#+TITLE: UglifyJS -- a JavaScript parser/compressor/beautifier
#+KEYWORDS: javascript, js, parser, compiler, compressor, mangle, minify, minifier
#+DESCRIPTION: a JavaScript parser/compressor/beautifier in JavaScript
#+STYLE:
#+AUTHOR: Mihai Bazon
#+EMAIL: mihai.bazon@gmail.com
* UglifyJS --- a JavaScript parser/compressor/beautifier
This package implements a general-purpose JavaScript
parser/compressor/beautifier toolkit. It is developed on [[http://nodejs.org/][NodeJS]], but it
should work on any JavaScript platform supporting the CommonJS module system
(and if your platform of choice doesn't support CommonJS, you can easily
implement it, or discard the =exports.*= lines from UglifyJS sources).
The tokenizer/parser generates an abstract syntax tree from JS code.

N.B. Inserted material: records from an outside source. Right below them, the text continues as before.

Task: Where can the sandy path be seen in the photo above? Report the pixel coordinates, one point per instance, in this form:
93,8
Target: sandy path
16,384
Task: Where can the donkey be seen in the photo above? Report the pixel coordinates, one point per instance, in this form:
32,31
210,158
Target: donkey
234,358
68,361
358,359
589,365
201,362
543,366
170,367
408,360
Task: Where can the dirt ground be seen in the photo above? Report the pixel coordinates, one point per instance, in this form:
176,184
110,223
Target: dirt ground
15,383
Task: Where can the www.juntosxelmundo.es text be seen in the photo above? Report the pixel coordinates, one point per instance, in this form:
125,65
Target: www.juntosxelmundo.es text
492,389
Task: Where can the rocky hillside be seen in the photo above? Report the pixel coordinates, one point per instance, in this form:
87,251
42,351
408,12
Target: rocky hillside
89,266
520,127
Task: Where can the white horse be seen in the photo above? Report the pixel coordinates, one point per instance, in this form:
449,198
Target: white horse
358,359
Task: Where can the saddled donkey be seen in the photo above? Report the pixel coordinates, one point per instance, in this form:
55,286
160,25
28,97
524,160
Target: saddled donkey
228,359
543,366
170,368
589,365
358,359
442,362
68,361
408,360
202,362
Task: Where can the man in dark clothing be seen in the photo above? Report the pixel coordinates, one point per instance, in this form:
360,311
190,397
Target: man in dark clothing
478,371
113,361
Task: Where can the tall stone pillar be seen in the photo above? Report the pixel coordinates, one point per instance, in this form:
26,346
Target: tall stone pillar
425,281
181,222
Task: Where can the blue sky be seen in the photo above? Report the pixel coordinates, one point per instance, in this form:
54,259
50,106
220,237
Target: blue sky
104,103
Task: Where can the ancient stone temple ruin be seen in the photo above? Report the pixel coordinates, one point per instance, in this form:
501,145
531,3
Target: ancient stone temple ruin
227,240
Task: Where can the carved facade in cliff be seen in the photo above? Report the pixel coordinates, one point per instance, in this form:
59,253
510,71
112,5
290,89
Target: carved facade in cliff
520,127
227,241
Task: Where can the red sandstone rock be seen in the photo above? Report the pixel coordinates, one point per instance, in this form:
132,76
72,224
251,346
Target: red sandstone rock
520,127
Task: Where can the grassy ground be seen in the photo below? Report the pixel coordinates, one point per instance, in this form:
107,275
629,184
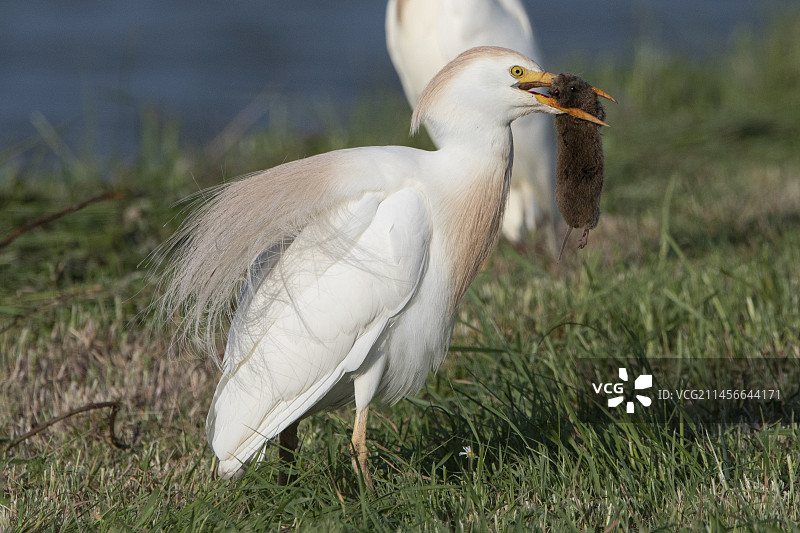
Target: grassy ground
695,257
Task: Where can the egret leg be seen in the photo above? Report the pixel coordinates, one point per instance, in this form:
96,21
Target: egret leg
288,441
360,453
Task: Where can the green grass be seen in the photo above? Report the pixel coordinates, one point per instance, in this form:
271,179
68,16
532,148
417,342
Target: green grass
696,256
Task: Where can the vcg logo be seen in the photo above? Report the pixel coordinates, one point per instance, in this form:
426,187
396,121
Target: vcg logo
644,381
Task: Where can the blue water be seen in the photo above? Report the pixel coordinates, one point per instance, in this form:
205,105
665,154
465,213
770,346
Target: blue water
103,61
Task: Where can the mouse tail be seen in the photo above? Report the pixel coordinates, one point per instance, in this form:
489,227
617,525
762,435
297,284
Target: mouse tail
563,244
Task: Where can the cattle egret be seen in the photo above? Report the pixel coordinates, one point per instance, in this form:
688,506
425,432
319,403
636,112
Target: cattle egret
423,35
350,264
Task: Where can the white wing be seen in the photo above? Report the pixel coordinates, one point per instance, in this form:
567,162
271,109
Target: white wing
315,317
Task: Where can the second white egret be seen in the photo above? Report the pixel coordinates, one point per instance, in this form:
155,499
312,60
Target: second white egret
424,35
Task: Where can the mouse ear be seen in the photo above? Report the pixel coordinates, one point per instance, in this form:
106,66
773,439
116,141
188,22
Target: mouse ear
600,92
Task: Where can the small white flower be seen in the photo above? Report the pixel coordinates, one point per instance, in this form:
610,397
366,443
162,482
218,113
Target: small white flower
468,453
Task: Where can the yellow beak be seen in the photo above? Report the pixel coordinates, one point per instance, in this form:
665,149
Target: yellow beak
533,80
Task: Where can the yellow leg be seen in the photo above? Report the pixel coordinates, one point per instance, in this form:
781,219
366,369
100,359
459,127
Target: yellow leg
288,441
360,453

You
can then traverse the AST to learn more about the code, or do various
manipulations on it. This part is implemented in [[../lib/parse-js.js][parse-js.js]] and it's a
port to JavaScript of the excellent [[http://marijn.haverbeke.nl/parse-js/][parse-js]] Common Lisp library from [[http://marijn.haverbeke.nl/][Marijn
Haverbeke]].
( See [[http://github.com/mishoo/cl-uglify-js][cl-uglify-js]] if you're looking for the Common Lisp version of
UglifyJS. )
The second part of this package, implemented in [[../lib/process.js][process.js]], inspects and
manipulates the AST generated by the parser to provide the following:
- ability to re-generate JavaScript code from the AST. Optionally
indented---you can use this if you want to “beautify” a program that has
been compressed, so that you can inspect the source. But you can also run
our code generator to print out an AST without any whitespace, so you
achieve compression as well.
- shorten variable names (usually to single characters). Our mangler will
analyze the code and generate proper variable names, depending on scope
and usage, and is smart enough to deal with globals defined elsewhere, or
with =eval()= calls or =with{}= statements. In short, if =eval()= or
=with{}= are used in some scope, then all variables in that scope and any
variables in the parent scopes will remain unmangled, and any references
to such variables remain unmangled as well.
- various small optimizations that may lead to faster code but certainly
lead to smaller code. Where possible, we do the following:
- foo["bar"] ==> foo.bar
- remove block brackets ={}=
- join consecutive var declarations:
var a = 10; var b = 20; ==> var a=10,b=20;
- resolve simple constant expressions: 1 +2 * 3 ==> 7. We only do the
replacement if the result occupies less bytes; for example 1/3 would
translate to 0.333333333333, so in this case we don't replace it.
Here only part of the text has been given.